Geldpolitik bleibt sehr expansiv

Da die Inflation zuletzt die Hürde nur selten übertraf, wird nach den beispiellosen geldpolitischen Maßnahmen aufgrund der Corona-Krise nun auch ein Überschießen für längere Zeit toleriert. Bedeutet: Die Notenbanker rechtfertigen so ihre ultralockere Geldpolitik, deren Ende in weite Ferne rückt. Hoch verschuldete Staaten können sich freuen, mittel- bis langfristig steigt aber das Risiko von Übertreibungen an den Börsen.

Für Sparer sind dies denkbar schlechte Nachrichten. Steigende Inflationsraten bei gleichzeitig niedrigen oder sogar negativen Renditen am Anleihemarkt sowie anziehende Gebühren lassen das Geld auf dem Konto schmelzen wie Schnee in der Sonne. Mit dem neuen Inflationsziel wird die expansive Geldpolitik fortgesetzt, was vorerst kaum steigende Renditen erwarten lässt. Vielmehr dreht der Trendpfeil wieder abwärts, wie die vergangenen Wochen gezeigt haben. Mitte Mai lag die zehnjährigen US-Anleihen bei knapp 1,7 Prozent, aktuell werden weniger als 1,3 Prozent aufgerufen. Bei den deutschen Pendants ging es von -0,1 Prozent auf -0,3 Prozent abwärts.

Tech profitiert, Banken leiden

Nach einer möglichen technischen Gegenbewegung könnte sich dieser Trend bald fortsetzen. In den großen Volkswirtschaften hat die konjunkturelle Erholung im zweiten Halbjahr ihren Zenit bereits erreicht, die Dynamik dürfte nun spürbar nachlassen. Entsprechend sollte die Nachfrage nach sicheren Häfen wie Anleihen oder Gold hoch bleiben, zumal die Notenbanken weiterhin als Käufer auftreten. Wie zuletzt gesehen leiden Bankenwerte unter fallenden Renditen. Daran änderten die jüngsten Quartalszahlen der US-Banken wenig, deren Aktien selbst nach überzeugenden Ergebnissen meist im Kurs gefallen sind. Dagegen profitieren besonders Technologieaktien, die in den vergangenen Wochen ein Comeback erlebten und somit auch für das zweite Halbjahr gut gerüstet sind. Für die Technologieunternehmen verbessern sich nicht nur die Refinanzierungsbedingungen bei der Aufnahme von neuen Schulden. Auch künftige Gewinne, die ein wesentlicher Kurstreiber bei den Wachstumswerten sind, weisen bei tieferen Zinsen einen höheren Gegenwartswert auf.
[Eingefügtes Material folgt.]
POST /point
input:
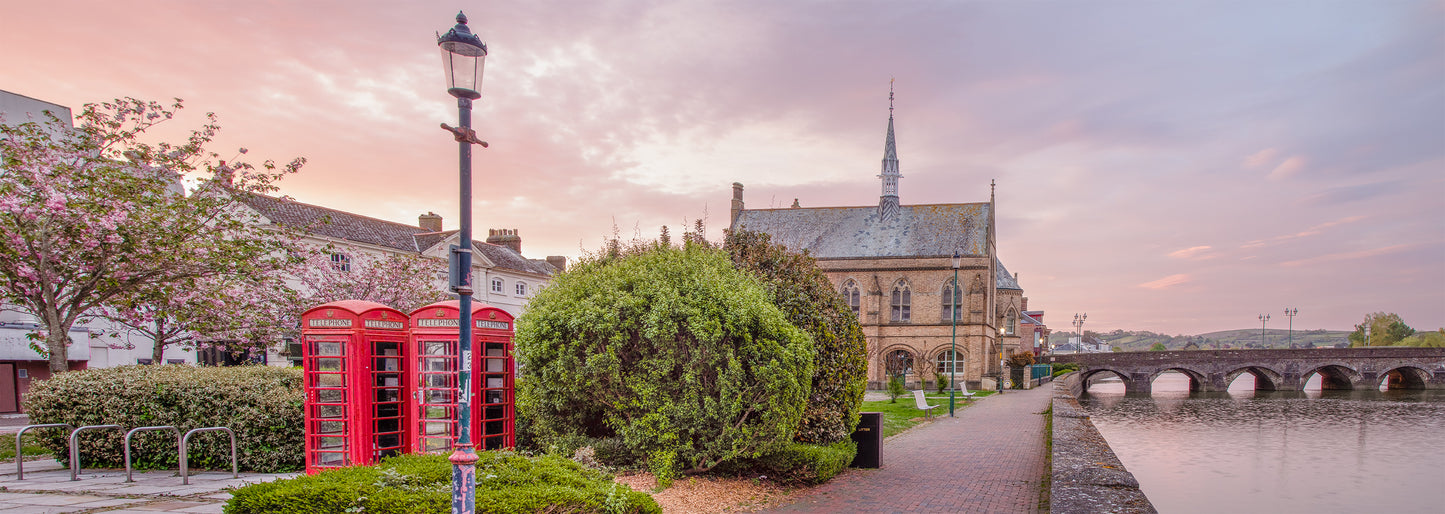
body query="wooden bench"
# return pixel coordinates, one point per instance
(922, 404)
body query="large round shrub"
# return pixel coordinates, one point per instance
(675, 355)
(809, 301)
(262, 404)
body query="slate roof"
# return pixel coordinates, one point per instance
(354, 227)
(857, 231)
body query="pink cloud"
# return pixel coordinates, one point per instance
(1166, 282)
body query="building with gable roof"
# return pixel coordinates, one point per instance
(893, 266)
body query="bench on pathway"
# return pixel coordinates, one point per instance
(922, 404)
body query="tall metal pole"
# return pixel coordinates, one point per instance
(464, 456)
(1291, 314)
(952, 348)
(1263, 321)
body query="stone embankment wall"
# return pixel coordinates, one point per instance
(1087, 474)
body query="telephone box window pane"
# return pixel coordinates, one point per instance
(387, 364)
(387, 380)
(330, 412)
(440, 380)
(330, 459)
(327, 380)
(389, 441)
(386, 348)
(437, 364)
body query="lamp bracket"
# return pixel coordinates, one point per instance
(463, 134)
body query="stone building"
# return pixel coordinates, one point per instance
(892, 263)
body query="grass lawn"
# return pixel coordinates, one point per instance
(899, 416)
(31, 446)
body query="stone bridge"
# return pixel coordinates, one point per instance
(1285, 370)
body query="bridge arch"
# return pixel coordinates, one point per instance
(1088, 374)
(1197, 380)
(1265, 379)
(1403, 377)
(1334, 377)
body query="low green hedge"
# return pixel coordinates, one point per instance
(262, 404)
(799, 462)
(418, 484)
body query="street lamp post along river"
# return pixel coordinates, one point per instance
(463, 57)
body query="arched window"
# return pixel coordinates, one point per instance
(899, 363)
(340, 262)
(948, 363)
(902, 302)
(952, 301)
(850, 295)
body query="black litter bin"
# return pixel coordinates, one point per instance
(869, 436)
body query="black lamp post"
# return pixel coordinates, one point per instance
(952, 348)
(1291, 314)
(463, 55)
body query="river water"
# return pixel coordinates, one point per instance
(1250, 451)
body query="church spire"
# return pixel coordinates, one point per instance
(889, 201)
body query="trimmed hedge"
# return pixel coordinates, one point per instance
(406, 484)
(262, 404)
(801, 464)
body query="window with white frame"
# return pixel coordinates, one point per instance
(340, 262)
(850, 295)
(902, 302)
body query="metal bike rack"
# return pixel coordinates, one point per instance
(142, 429)
(19, 459)
(75, 448)
(185, 445)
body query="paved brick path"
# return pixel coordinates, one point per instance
(987, 459)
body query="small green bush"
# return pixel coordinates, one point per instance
(421, 484)
(799, 464)
(262, 404)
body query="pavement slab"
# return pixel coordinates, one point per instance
(987, 459)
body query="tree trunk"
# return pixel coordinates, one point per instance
(57, 341)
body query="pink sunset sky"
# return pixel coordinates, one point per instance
(1175, 166)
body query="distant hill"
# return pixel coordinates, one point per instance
(1237, 340)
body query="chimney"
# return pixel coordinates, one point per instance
(737, 202)
(429, 221)
(506, 237)
(558, 262)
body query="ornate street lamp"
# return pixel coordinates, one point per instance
(952, 348)
(1263, 322)
(1291, 314)
(463, 57)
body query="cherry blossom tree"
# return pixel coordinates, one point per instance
(97, 212)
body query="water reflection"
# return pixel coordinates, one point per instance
(1247, 451)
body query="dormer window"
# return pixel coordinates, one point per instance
(340, 262)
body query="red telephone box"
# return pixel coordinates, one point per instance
(354, 366)
(434, 381)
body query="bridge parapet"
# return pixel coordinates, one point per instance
(1213, 370)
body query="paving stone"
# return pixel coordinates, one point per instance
(987, 459)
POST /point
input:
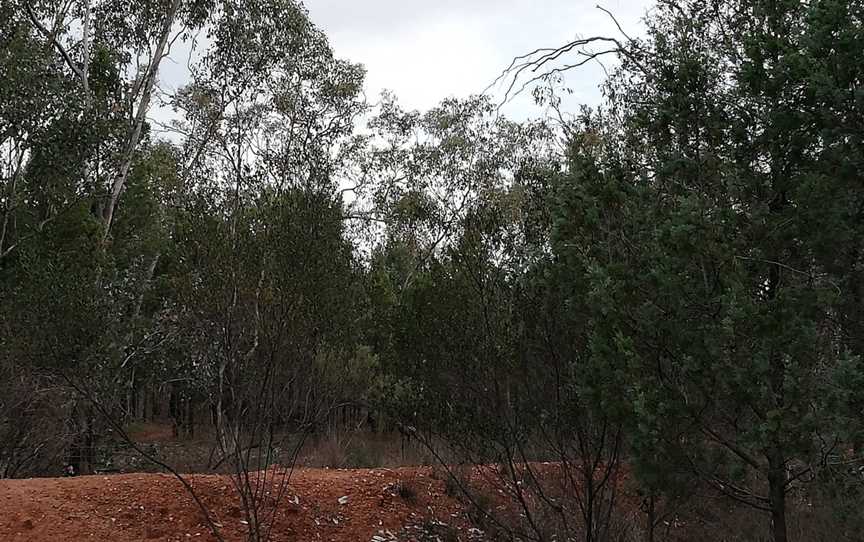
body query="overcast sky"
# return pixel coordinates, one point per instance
(426, 50)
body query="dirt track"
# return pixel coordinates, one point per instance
(127, 507)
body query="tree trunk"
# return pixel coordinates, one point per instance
(777, 492)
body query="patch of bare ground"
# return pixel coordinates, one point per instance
(127, 507)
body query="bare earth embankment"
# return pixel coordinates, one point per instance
(125, 507)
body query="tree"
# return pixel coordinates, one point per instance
(700, 199)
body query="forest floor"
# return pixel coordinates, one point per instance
(321, 504)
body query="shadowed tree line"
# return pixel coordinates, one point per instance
(659, 298)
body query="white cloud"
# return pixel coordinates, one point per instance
(429, 50)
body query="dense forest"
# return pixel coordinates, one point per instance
(661, 296)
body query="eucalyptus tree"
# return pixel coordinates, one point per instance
(702, 202)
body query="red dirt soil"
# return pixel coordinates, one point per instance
(126, 507)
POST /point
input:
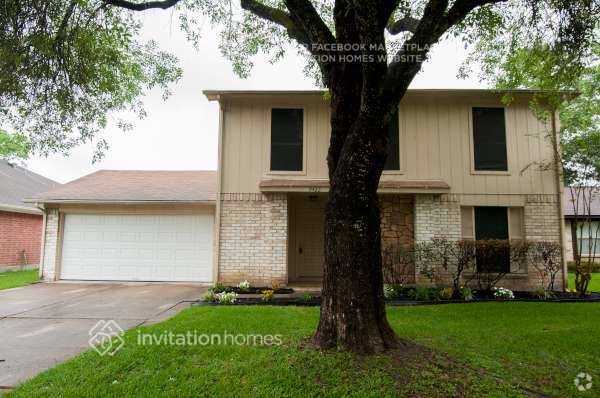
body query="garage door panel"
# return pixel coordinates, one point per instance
(137, 247)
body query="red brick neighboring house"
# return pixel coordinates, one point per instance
(20, 223)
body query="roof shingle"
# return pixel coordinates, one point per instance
(106, 186)
(17, 183)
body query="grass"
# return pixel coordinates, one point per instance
(12, 279)
(484, 349)
(594, 285)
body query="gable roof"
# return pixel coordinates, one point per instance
(215, 95)
(582, 197)
(135, 186)
(17, 183)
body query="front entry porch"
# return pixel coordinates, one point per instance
(306, 238)
(306, 217)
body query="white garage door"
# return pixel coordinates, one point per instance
(128, 247)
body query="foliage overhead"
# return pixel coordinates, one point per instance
(67, 67)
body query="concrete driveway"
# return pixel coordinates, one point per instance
(46, 323)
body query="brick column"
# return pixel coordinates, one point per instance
(253, 238)
(48, 263)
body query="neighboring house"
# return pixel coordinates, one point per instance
(20, 223)
(586, 237)
(459, 166)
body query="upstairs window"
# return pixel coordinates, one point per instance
(489, 139)
(287, 126)
(492, 223)
(393, 160)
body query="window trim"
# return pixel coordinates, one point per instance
(268, 143)
(401, 149)
(514, 270)
(472, 142)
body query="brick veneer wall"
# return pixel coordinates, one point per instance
(541, 223)
(49, 259)
(397, 220)
(253, 238)
(437, 216)
(20, 239)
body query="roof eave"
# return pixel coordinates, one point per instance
(119, 201)
(20, 209)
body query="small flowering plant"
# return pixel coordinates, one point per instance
(389, 292)
(267, 295)
(244, 286)
(501, 293)
(226, 297)
(210, 296)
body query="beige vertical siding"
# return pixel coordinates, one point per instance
(435, 140)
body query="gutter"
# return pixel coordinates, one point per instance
(20, 209)
(560, 192)
(124, 202)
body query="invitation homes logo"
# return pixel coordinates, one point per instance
(106, 338)
(193, 338)
(583, 382)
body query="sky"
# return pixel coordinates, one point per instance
(181, 132)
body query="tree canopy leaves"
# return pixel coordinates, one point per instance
(66, 67)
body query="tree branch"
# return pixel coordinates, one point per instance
(133, 6)
(302, 23)
(462, 8)
(305, 16)
(271, 14)
(404, 24)
(434, 23)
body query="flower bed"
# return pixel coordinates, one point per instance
(394, 295)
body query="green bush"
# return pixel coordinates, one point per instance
(422, 293)
(595, 266)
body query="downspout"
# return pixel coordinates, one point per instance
(217, 256)
(558, 172)
(43, 242)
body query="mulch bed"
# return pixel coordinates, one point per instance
(253, 290)
(255, 299)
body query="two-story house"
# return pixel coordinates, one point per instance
(460, 165)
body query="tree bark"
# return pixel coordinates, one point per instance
(353, 313)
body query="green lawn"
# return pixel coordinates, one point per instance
(594, 283)
(18, 278)
(484, 349)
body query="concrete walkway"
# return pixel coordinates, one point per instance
(47, 323)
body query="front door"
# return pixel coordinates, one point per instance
(307, 243)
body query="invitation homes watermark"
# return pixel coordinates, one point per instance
(106, 338)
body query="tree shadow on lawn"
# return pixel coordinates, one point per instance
(419, 371)
(291, 369)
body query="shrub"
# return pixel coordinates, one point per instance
(244, 286)
(466, 294)
(306, 297)
(209, 296)
(546, 259)
(503, 294)
(389, 292)
(219, 287)
(267, 295)
(398, 264)
(226, 297)
(595, 267)
(452, 257)
(422, 293)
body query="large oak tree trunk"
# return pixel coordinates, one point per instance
(353, 308)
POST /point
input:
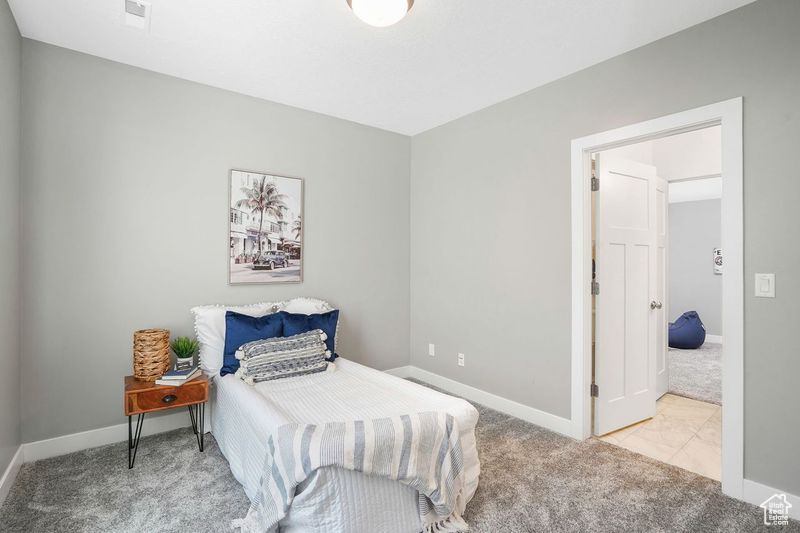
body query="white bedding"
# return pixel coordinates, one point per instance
(243, 416)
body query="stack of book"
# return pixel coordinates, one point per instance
(176, 378)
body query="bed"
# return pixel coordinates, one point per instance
(332, 499)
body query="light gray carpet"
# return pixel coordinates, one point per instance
(697, 374)
(532, 480)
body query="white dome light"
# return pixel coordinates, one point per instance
(381, 13)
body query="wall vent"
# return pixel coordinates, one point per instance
(137, 14)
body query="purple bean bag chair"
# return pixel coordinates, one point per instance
(687, 332)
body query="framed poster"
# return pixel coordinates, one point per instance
(266, 228)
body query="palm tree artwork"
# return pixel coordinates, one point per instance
(265, 199)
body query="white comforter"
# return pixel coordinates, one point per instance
(243, 416)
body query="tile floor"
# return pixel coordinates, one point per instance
(685, 433)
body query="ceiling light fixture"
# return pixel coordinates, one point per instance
(380, 13)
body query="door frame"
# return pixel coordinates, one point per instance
(728, 114)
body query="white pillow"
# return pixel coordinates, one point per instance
(209, 327)
(306, 306)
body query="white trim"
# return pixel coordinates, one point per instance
(43, 449)
(400, 371)
(729, 115)
(498, 403)
(10, 475)
(756, 493)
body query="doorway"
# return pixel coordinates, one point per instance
(656, 227)
(727, 115)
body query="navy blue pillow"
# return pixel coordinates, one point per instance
(294, 324)
(241, 329)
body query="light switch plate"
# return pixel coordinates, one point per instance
(765, 285)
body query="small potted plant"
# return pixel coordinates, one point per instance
(184, 349)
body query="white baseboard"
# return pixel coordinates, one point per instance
(400, 371)
(757, 493)
(504, 405)
(43, 449)
(10, 474)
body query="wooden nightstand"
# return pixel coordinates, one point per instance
(143, 397)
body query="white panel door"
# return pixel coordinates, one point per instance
(662, 284)
(626, 261)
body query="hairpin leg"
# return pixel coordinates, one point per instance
(197, 413)
(133, 438)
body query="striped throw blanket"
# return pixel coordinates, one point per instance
(421, 450)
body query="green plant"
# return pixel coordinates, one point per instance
(185, 347)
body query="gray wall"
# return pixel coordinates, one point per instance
(126, 199)
(10, 68)
(490, 219)
(695, 229)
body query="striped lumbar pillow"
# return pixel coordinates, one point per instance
(283, 357)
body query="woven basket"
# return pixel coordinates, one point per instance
(150, 354)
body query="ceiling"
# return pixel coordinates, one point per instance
(446, 59)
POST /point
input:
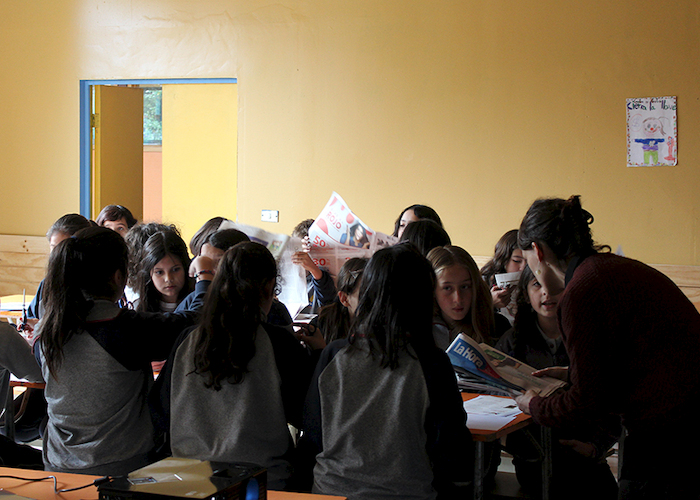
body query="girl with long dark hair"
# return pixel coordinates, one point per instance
(96, 357)
(383, 413)
(234, 382)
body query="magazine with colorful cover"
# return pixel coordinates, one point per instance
(496, 369)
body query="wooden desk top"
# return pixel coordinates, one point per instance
(487, 436)
(44, 490)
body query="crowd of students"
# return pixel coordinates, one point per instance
(366, 387)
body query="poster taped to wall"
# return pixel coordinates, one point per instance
(652, 132)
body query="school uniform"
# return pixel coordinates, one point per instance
(99, 422)
(386, 434)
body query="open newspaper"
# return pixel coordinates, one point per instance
(292, 282)
(482, 368)
(337, 235)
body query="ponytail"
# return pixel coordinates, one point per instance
(81, 268)
(563, 225)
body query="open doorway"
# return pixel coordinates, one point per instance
(190, 176)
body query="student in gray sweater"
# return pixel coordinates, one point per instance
(234, 382)
(383, 415)
(96, 357)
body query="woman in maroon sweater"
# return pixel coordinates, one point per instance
(633, 340)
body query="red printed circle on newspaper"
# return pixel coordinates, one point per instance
(322, 225)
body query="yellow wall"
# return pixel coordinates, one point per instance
(475, 107)
(199, 154)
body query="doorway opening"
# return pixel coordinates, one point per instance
(145, 143)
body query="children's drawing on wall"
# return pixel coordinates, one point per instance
(651, 132)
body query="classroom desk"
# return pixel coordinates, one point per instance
(482, 436)
(44, 490)
(11, 307)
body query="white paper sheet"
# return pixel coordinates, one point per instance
(490, 412)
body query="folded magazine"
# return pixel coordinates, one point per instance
(481, 368)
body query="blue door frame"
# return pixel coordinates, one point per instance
(85, 132)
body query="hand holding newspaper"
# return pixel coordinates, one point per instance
(495, 370)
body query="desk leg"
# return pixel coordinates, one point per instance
(546, 435)
(479, 470)
(10, 414)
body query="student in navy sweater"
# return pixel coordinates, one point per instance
(383, 412)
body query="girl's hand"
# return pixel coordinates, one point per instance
(524, 401)
(557, 372)
(501, 296)
(310, 335)
(203, 267)
(304, 260)
(306, 244)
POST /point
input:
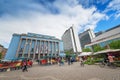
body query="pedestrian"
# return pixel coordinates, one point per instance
(110, 58)
(24, 66)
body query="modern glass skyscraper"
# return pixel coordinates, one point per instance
(71, 40)
(35, 46)
(86, 37)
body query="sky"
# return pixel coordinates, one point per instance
(53, 17)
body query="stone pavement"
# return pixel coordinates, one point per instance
(65, 72)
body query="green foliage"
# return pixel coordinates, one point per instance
(86, 50)
(97, 48)
(115, 44)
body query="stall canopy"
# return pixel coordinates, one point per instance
(106, 51)
(85, 54)
(62, 54)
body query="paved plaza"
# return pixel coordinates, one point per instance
(65, 72)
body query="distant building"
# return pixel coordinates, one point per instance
(98, 33)
(86, 37)
(3, 51)
(106, 37)
(34, 46)
(71, 40)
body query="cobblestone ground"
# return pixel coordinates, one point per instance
(65, 72)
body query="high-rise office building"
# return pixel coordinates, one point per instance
(34, 46)
(86, 37)
(104, 39)
(71, 40)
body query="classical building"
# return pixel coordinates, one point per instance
(105, 38)
(86, 37)
(34, 46)
(71, 40)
Die Geldpolitik von EZB und Fed beeinflusst auch das Währungspaar Euro/Dollar wesentlich. Im Juni wertete die Gemeinschaftswährung kräftig von 1,22 USD auf unter 1,19 USD ab. Dabei profitierte der Greenback von der Aussicht auf eine Leitzinswende in den USA im Jahr 2023, während dies für die EZB vorerst kein Thema ist. Zudem profitierte der Dollar von einer deutlichen Ausweitung der Renditedifferenz 10jähriger US-Anleihen zu deutschen Papieren. Auf der anderen Seite belasten die hohen Ausgabeprogramme der US-Regierung sowie die zunehmende Staatsverschuldung den Dollar. Unter dem Strich dürften sich die Effekte ausgleichen und zu einer Fortsetzung der Seitwärtsbewegung zwischen 1,16 bis 1,23 USD führen.